Filed herewith and incorporated by reference herein are the following documents:
"VSS Central Processor to Channel Adapter Interface Specification";
"Chapter 5: `Firmware Implementation`";
"Z8000-A Processor Flowcharts";
"8X300 Channel Sequencer Flowcharts"; and
"DFGM Procedure Descriptions".
These documents are intended to further detail and make clear certain important aspects of the invention herein.
The document entitled VSS Central Processor to Channel Adapter Interface Specification describes in detail the nature of the interface between the Magnuson central processor, as used in the presently preferred embodiment of the invention described above, and the channel adapter, which, as described above is a specially designed and manufactured hardware device comprising the Z8000 microprocessor and 8X300 channel sequencer units. It will be appreciated by those skilled in the art that the interface specification is very useful as it details the communications facilities required between the various intelligent subunits of the virtual storage system of the invention.

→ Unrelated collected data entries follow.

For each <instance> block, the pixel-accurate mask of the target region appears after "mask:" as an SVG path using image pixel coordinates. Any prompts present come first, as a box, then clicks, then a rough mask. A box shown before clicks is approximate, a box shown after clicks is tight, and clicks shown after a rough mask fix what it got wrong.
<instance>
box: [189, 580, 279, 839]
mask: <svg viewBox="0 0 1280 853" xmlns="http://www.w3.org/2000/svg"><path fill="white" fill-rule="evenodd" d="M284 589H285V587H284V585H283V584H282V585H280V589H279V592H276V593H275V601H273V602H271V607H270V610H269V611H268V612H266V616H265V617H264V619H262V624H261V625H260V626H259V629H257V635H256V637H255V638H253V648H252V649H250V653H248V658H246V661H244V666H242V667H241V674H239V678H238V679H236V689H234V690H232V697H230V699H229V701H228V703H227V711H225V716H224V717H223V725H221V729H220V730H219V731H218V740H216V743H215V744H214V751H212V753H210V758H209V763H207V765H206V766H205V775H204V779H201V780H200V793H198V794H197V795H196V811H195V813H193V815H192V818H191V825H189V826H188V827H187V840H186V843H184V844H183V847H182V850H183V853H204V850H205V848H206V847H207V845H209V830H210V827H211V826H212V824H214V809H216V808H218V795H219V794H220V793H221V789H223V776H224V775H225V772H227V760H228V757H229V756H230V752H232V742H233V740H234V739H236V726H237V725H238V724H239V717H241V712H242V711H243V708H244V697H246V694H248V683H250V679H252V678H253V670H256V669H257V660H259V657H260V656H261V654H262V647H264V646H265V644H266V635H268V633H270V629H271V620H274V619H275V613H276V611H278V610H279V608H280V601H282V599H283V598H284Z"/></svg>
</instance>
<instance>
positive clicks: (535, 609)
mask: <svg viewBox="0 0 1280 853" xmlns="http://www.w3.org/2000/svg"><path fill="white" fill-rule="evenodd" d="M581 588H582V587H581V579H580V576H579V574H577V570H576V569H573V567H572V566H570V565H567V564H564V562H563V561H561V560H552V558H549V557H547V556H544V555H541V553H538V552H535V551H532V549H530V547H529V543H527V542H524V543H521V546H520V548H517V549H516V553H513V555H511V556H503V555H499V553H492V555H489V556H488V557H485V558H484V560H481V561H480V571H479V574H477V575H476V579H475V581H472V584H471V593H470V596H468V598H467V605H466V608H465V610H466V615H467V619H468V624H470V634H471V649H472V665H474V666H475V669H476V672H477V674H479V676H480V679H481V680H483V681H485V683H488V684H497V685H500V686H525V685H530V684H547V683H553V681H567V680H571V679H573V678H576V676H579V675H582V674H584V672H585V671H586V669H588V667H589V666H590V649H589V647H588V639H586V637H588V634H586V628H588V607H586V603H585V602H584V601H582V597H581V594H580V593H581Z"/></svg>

Chapter 5 "Firmware Implementation" describes in verbal terms the functions of the various subportions of the microcodes which execute on the Z8000 microprocessor and the 8X300 channel sequencer. This document describes the interplay between these two intelligent units, and taken together with the Z8000 CA Processor Flowcharts and the 8X300 Channel Sequencer Flowcharts also provided, fully details the microcode requirements and the detailed microcode implementation of the channel adapter.
Finally, the DFGM Procedure Description document describes a portion of the software which runs on the Magnuson central processor, or VCP, in the virtual storage system of the invention. The document provided describes the software which performs the function of DASD (for Direct Access Storage Device, i.e., disk drives) Frame Group Management, hence the indication DFGM. The DASD Frame Group concept is described in this application in the discussion referring to FIG. 11. Chapter 1 of the DFGM Procedure Description describes the data structure, detailing the variables which are used by the software to implement the data frame group management function. Chapter 2 of the document comprises verbal descriptions of the functions of the various subportions of this software. Those skilled in the art will recognize that this software is written in the programming language PASCAL. In the preferred embodiment, it runs on the Magnuson CPU using IBM's DOS/VS, Release 34 operating system.
It is believed that given the above description of the invention, together with the concurrently filed documents just described, those skilled in the art would have no difficulty in implementing the apparatus and method of the invention as claimed below.
While a preferred embodiment of the invention has been disclosed and described above, it will be understood by those skilled in the art that there are numerous modifications and improvements which can be made to the system of the invention without departing from its essential spirit and scope which is to be limited only only by the following claims.